When Carol was either in sixth grade, or junior high , or maybe high school, Ealgene Adkins Wright and I pierced Carol's ears. I think she thought at the time we were using knitting needles. We had a difficult time. We didn't know that she had hard lumps in her ear lobes, so it wasn't as easy.
It was after this when Paul was diagnosed as having narcolepsy with cataleptic seizures, we were told that narcolepsy is difficult to pin-point, because the symptoms are much like those of various other diseases. His doctor asked him if he would be willing to be admitted to Columbus State Hospital, because sometimes his condition might be caused by a mental problem. He stated that some people go to sleep to escape reality. Paul said that if it was mental, he wanted to know that also and he was sent to this hospital. Unfortunately, he had to be off work and when the company for which he worked found out that he had been in a mental facility, they fired him.

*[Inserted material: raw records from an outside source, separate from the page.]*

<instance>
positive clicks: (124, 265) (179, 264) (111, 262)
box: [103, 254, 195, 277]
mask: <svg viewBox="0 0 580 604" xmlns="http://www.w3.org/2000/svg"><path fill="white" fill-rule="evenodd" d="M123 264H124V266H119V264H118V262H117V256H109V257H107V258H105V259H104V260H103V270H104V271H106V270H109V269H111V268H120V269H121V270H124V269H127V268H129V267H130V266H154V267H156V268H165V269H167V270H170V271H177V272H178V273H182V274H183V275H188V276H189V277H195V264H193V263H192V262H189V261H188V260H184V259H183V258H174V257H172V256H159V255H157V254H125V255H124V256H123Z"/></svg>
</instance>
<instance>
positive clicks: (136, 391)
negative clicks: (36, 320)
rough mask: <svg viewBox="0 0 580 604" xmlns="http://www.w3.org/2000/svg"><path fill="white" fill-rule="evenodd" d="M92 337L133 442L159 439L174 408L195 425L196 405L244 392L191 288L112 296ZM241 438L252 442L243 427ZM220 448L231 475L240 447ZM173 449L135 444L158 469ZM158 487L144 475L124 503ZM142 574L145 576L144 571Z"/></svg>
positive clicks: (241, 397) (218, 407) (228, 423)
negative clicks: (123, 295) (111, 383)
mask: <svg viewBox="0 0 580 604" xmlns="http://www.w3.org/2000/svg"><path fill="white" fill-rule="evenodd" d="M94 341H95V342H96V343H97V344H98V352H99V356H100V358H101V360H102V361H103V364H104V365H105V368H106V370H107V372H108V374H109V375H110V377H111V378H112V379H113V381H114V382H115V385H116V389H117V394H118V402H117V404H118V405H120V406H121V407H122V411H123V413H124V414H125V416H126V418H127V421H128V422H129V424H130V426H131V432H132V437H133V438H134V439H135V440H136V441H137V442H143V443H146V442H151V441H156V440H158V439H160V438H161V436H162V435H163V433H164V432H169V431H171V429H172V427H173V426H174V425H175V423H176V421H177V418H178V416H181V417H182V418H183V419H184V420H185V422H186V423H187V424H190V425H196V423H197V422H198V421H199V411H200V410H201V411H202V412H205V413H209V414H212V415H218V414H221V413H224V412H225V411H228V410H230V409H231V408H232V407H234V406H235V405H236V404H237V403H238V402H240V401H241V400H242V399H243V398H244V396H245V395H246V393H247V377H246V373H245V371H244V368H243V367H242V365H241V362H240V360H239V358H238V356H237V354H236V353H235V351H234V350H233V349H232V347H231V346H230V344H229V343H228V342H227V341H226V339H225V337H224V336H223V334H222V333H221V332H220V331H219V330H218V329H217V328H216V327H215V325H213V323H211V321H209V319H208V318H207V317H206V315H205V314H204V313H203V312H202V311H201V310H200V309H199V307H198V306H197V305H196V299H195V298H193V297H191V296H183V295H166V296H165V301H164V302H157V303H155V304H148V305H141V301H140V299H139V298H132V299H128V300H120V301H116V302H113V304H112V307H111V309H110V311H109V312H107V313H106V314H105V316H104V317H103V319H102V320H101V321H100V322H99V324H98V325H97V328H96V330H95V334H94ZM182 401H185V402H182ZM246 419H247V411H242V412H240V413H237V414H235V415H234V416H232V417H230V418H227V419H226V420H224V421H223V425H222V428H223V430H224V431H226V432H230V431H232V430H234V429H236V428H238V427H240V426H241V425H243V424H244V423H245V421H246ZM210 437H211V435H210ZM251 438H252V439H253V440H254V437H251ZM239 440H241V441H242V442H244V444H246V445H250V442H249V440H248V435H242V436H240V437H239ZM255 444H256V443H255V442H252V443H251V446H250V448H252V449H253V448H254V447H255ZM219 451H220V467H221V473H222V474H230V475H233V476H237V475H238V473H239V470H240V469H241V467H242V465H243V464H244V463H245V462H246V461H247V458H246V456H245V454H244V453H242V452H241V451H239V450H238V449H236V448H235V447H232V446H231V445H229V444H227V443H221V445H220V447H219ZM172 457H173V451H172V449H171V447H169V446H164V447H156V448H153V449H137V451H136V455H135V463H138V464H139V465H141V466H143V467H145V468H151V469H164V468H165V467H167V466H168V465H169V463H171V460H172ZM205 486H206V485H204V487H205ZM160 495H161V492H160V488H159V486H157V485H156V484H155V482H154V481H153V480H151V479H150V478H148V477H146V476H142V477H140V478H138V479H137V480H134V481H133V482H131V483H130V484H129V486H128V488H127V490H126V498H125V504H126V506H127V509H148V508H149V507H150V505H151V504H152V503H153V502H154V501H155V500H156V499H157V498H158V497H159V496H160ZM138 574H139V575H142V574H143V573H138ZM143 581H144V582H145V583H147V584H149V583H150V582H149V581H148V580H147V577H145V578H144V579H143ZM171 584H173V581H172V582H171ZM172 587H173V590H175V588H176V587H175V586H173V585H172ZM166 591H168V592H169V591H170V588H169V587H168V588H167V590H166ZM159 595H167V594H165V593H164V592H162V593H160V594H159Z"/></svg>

This was the beginning of many of our financial problems. However, with my working and Paul working for Goodwill Industries at $1.50 an hour, we managed to get by.
Our children were young, but I don't remember that they ever complained about not having as much as other families. They loved their Dad and were proud of him. He played on the church softball team and we all looked forward to attending the games. We didn't have money for vacations, but the summers were filled with picnics, ball games and short trips. Before the adjustment company let him go, Paul sometimes made trips to Southern Ohio to adjust a wrecked car or truck. This was before I started to work and the entire family would go. Paul enjoyed having the children go along with him to the feed mill, hardware store and other short trips. They all piled in the car with him and it gave me a chance to get things caught up at home.
Finally, in the spring of 1959, Paul's doctor was able to get an appointment for him at the Veteran's Hospital in Cincinnati. It was just a one day examination and really wasn't long enough to determine his true condition. The V.A. eventually awarded him a 30% disability. We both knew, as did his doctor, that he was more than 30% disabled.
He was unemployable for a full time job. However, the building contractor for whom I worked gave him temporary work on some of the construction jobs he had. Because he worked for the contractor, Paul was unable to draw disabilitiy benefits. This was when we decided to move to California again.